Che fare? La Cosa rossa si divide sulla legge Veltroni (e sul dopo)

Altro che mummia, i partiti della sinistra radicale di Lenin in questo frangente hanno in testa più che altro il celebre interrogativo – “che fare?” – soprattutto di fronte alle accelerazioni imposte dalla nascita del Pd e dalla successiva iniziativa politica di Veltroni. Specie sulla legge elettorale. Il sindaco di Roma, tornato ieri sera da Auschwitz, oggi riprende il giro di incontri vedendo alle 19 il leader dei Verdi Pecoraro Scanio e non si esclude che la prossima settimana possa avere contatti anche con qualche partito dell’opposizione.
È il Pd, e il dinamismo del suo leader, a mettere in ambasce i partiti della futuribile Cosa rossa. Non si sa quando ci sarà una riunione per mettere a punto una linea comune. Negli ambienti vicini a Bertinotti ha destato qualche perplessità l’uscita molto polemica di Cesare Salvi sul modello ipotizzato da Veltroni: «Come ha chiarito uno degli autori (Bassanini-ndr) essa prevede una soglia di sbarramento dell’8 per cento che non esiste in nessun paese dell’Ue (esiste invece nella Russia di Putin)». Bassanini ha poi precisato che la soglia in realtà è del 5-6 per cento, al che Salvi ha «chiesto scusa a Putin» poiché la soglia in Russia «è del 7 per cento, e non affidata a marchingegni e trucchetti vari». Ironie a parte, i problemi reali sono due: uno, evidente, legato alla soglia di sbarramento. I proporzionalisti puri non la vogliono e minacciano barricate contro le correzioni “spagnole” che “disproporzionalizzano” il sistema. Ma c’è un secondo nodo, più politico: sta nella questione della dichiarazione preventiva delle alleanze. Sd fa suo il leit motiv dell’ulivismo: «Noi vogliamo un tedesco corretto – dice la capogruppo di Sd Titti Di Salvo – le alleanze si devono scegliere prima». Non si tratta solo di coerenza ulivista, che per chi ha rotto con l’Ulivo pre-Pd suonerebbe quantomeno strana. L’assillo dei mussiani piuttosto sembra quello di “tenere” Veltroni da questa parte, evitando per converso una loro deriva all’opposizione.

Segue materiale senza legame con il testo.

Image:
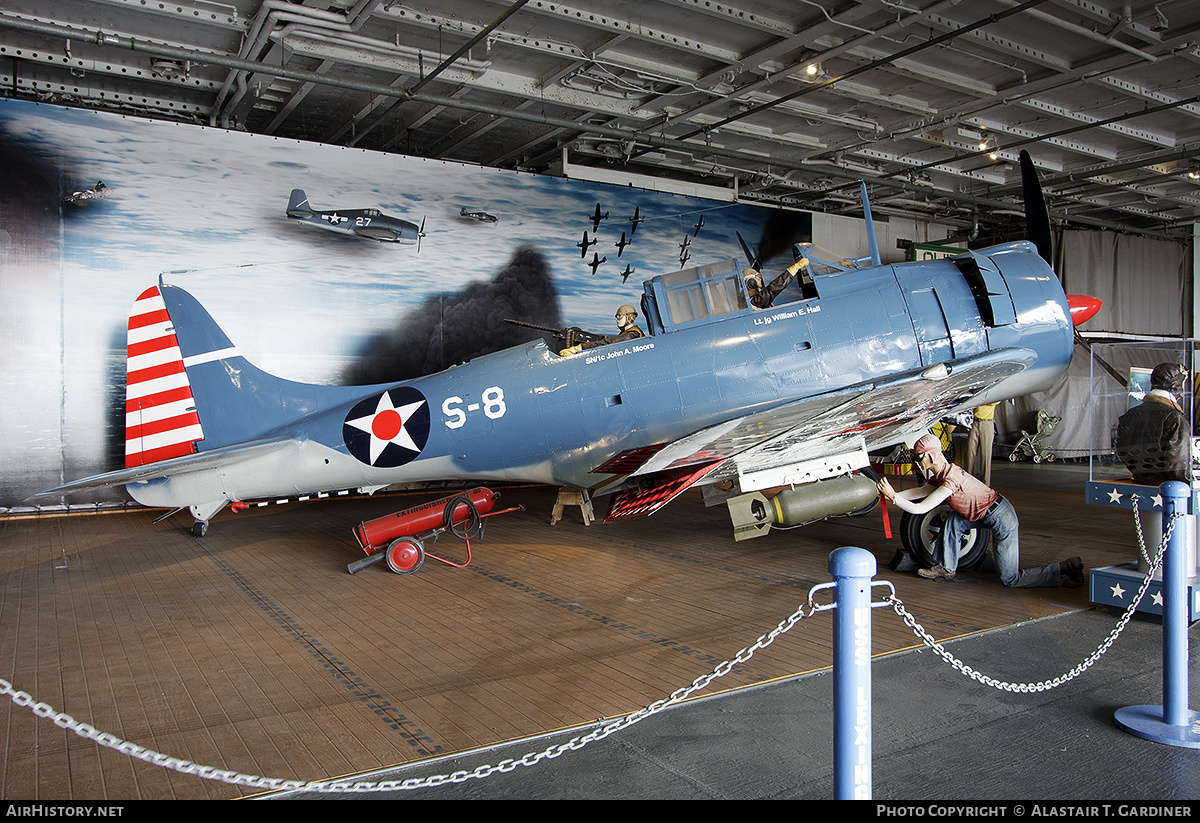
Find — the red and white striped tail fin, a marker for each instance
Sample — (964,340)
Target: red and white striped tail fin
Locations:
(160,410)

Ma Bertinotti la vede diversamente. La legge elettorale del Pd non obbliga a dichiarare le alleanze prima del voto? Bene: vale anche per noi, pensa il presidente della camera. Niente vincoli giuridici ma libera scelta politica dopo il voto. Sullo sfondo c’è il terrore dei partiti più piccoli di sparire, o essere ininfluenti. Mentre i Verdi sono più guardinghi (anche perché non hanno sciolto il nodo della loro collocazione nella Cosa rossa), i no all’ipotesi di Veltroni vengono da Mussi e Diliberto. Con quest’ultimo che pare sempre meno incline a favorire la nascita di un nuovo soggetto unitario (come chiede Bertinotti) preferendo insistere sul carattere identitario della propria iniziativa: l’esibizione di Diliberto a Mosca lo testimonia.
In casa Prc Giordano deve fare pure i conti con la (grossa) minoranza interna che fa riferimento a Grassi, che l’altro giorno ha riunito i suoi per dire no all’ipotesi di liste unitarie della sinistra alle prossime amministrative. Ma anche un big come Ferrero non sembra voler andare oltre la formula della federazione fra i vari partiti, così che dal congresso di primavera – è la previsione di molti – non scaturirà l’indicazione di sciogliersi per fondare un nuovo partito unitario.
In un quadro così mosso l’8 e 9 dicembre si riuniranno gli Stati generali della sinistra. Ci saranno le condizioni per fare un passo avanti o sarà uno dei tanti appuntamenti unitari? In quella sede c’è chi potrebbe proporre una cosa nuova, chiamare iscritti ed elettori dell’arcipelago della sinistra-sinistra a scegliere sul nome e sul simbolo. Primarie, insomma. Seppure sulle cose e non sui nomi. Per quello c’è tempo, sempre che il processo della Cosa rossa non finisca male.